Now, D and I get along rather well on the food-front. We're pretty adventurous eaters, we hold our own cooking to pretty high standards, and we are generally able to hold sane, rational, logical opinions about food. Except when it comes to Herring. I love it, he refuses to be in the same room with it. That's not quite fair: I love it fresh and will enjoy it out of a jar; he tentatively ate it fresh once and conceded that the texture was appealing but will literally leave the room if a jar is opened. Unsurprisingly, I don't eat it except when his father gleefully brings out jars of herring when we go for a visit. Drives D nuts. I have a goal of someday dragging D to a Smörgåsbord and converting him, and maybe finding a source for fresh herring somewhere in this hemisphere. In the mean time, there was this thing of tinned Herring that had been hiding for months.

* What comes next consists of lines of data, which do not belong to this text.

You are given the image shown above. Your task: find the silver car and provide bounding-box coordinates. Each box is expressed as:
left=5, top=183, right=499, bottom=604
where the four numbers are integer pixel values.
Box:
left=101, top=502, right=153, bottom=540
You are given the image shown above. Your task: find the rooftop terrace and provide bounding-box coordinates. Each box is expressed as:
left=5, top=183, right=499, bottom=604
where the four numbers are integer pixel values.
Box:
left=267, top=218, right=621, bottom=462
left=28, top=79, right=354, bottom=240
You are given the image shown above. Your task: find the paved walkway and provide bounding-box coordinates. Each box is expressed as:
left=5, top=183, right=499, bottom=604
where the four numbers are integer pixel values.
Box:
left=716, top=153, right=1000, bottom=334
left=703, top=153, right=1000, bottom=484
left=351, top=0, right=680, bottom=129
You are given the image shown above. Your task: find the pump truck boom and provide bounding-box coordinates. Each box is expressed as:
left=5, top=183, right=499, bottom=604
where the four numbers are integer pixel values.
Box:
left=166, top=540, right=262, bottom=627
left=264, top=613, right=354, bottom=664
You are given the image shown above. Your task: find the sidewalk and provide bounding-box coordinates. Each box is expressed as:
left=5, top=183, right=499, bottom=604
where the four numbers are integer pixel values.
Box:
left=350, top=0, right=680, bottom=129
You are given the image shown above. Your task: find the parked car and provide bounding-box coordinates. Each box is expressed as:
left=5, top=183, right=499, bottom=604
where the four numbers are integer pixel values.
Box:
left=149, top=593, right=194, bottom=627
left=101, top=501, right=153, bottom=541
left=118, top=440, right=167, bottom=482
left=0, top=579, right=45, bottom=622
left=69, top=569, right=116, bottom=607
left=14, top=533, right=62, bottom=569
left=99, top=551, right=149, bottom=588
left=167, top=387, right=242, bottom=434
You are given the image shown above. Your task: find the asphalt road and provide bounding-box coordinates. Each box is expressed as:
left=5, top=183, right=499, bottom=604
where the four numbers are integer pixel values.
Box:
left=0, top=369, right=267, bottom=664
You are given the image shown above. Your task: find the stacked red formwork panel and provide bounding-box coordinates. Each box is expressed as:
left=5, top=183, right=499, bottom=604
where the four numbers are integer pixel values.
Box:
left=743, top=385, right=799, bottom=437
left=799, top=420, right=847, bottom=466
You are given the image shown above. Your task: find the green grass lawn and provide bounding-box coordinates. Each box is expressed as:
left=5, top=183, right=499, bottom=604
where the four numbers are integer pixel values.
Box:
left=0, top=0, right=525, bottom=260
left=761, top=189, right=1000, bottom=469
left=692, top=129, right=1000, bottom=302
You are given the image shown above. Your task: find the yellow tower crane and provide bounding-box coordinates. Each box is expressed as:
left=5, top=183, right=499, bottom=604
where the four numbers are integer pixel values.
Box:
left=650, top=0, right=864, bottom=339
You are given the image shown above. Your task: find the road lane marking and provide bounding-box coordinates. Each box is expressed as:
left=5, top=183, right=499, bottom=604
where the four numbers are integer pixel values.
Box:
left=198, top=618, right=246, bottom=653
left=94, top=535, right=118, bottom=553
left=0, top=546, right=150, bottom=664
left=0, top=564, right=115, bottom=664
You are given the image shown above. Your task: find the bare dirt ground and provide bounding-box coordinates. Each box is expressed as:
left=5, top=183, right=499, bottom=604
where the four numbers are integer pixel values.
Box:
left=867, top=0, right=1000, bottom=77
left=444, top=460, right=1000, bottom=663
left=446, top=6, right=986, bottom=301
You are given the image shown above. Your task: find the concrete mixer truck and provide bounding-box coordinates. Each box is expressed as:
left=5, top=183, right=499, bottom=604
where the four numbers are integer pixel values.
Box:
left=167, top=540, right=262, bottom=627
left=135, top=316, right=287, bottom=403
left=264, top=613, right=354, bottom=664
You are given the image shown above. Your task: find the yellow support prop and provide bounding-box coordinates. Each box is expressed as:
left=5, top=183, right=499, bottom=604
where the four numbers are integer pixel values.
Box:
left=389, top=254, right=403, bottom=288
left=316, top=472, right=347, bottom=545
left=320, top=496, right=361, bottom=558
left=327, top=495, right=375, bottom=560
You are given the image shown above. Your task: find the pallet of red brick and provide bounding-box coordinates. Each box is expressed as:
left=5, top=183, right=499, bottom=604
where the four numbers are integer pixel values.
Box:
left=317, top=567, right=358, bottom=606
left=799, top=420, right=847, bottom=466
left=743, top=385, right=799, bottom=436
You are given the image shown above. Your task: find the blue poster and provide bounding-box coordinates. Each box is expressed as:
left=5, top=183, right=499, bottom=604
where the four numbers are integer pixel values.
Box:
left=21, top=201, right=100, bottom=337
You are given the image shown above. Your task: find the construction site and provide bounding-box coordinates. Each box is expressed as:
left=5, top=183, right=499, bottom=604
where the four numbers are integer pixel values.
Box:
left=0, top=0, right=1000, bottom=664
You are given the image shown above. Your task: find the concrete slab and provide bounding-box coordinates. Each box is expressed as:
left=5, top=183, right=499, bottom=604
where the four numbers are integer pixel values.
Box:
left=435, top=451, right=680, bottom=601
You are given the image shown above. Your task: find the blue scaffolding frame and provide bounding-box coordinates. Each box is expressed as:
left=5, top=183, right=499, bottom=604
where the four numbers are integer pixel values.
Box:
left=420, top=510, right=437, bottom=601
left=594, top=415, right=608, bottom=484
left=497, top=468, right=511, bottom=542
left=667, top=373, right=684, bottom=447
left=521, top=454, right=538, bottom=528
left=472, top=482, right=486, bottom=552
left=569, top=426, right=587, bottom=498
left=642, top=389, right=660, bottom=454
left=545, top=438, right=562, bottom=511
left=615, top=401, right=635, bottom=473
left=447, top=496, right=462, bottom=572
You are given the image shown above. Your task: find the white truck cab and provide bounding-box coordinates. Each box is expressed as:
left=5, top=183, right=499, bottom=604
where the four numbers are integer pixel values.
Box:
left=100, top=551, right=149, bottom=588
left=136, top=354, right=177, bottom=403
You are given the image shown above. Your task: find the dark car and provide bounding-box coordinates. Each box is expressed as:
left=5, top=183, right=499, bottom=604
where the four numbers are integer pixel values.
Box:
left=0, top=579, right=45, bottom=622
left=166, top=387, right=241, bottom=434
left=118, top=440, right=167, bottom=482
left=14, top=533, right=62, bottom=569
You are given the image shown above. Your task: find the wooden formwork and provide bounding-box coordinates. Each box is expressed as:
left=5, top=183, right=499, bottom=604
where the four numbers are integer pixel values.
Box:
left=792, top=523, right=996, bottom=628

Freshly caught, gutted, and dipped in onions
Originally uploaded by Neenabeena



Well, D and the locavores win this one. It was just plain gross. I'll stick with fantasizing about Sweden instead of trying to replicate it in a tin. Ugh. Thank God we live in a century where we don't depend on tinned ingredients, nor do we live in an isolated, freezing, outpost inland. I've got a friend who does research in the Antarctic for months at a time, and has access to little but canned everything and expired peanut butter. Ugh. That would curtail anyone's interest in food real quick.

Yay for fresh food. Can't wait for spring.